Music Store Analysis Using SQL

Abhilash Jose
Abhilash Jose  - Data Science Specialist
10 Min Read

Welcome to the Music Store Analysis project! This project uses MySQL to explore and analyze the data from a music store to uncover valuable insights. By examining customer preferences, sales trends, and artist performance, this analysis aims to help the music store make better decisions regarding promotions, customer engagement, and sales strategies. Whether it’s identifying top customers or determining the best cities for events, the project uses a range of SQL queries and concepts to provide a detailed understanding of the store’s operations and opportunities for growth.
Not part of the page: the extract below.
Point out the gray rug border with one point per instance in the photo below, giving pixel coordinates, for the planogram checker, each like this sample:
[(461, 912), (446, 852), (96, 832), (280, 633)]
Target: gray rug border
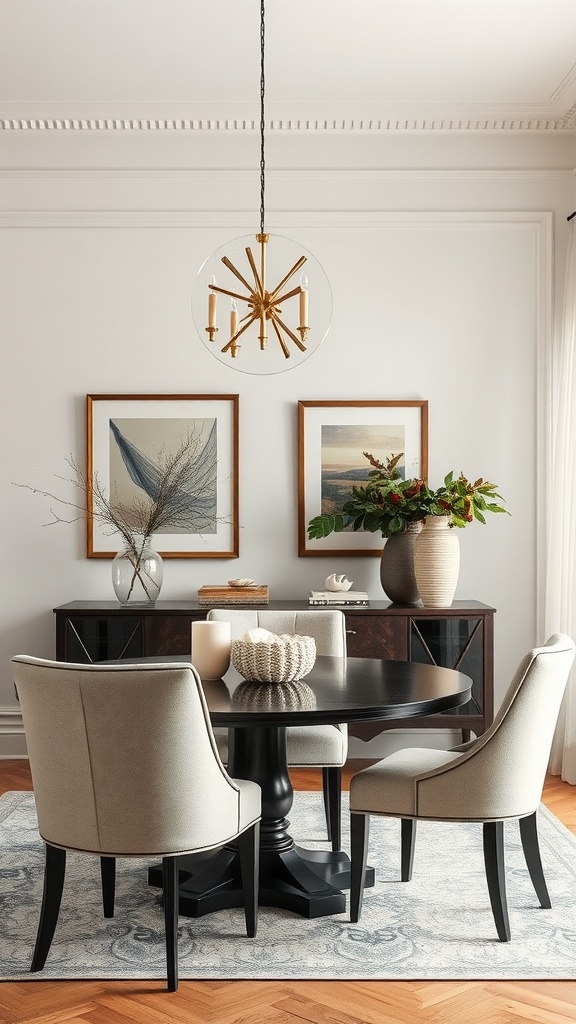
[(565, 851)]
In this project, I have answered 11 questions ranging from basic to advanced levels. For some of the questions, I provided multiple solutions that approach the problem differently. If you have any suggestions for improvements or if you think there’s a better solution, feel free to reach out to me or leave a comment below. Your feedback is always welcome!

/** Q1) Identify the employee holding the highest-ranking job title within the organization's hierarchy. **/

SELECT * FROM music_store.employee order by levels desc limit 1;

--  Other ways

with highest_rank as (
SELECT * , rank() over (order by levels desc) rnks FROM music_store.employee)
select * from highest_rank where rnks=1;


with highest_ranks as (

select *, rank() over (order by levels_converted desc) rnks from 
(SELECT *, cast(substring(levels,2,length(levels)-1) as UNSIGNED ) levels_converted  FROM music_store.employee) temp1)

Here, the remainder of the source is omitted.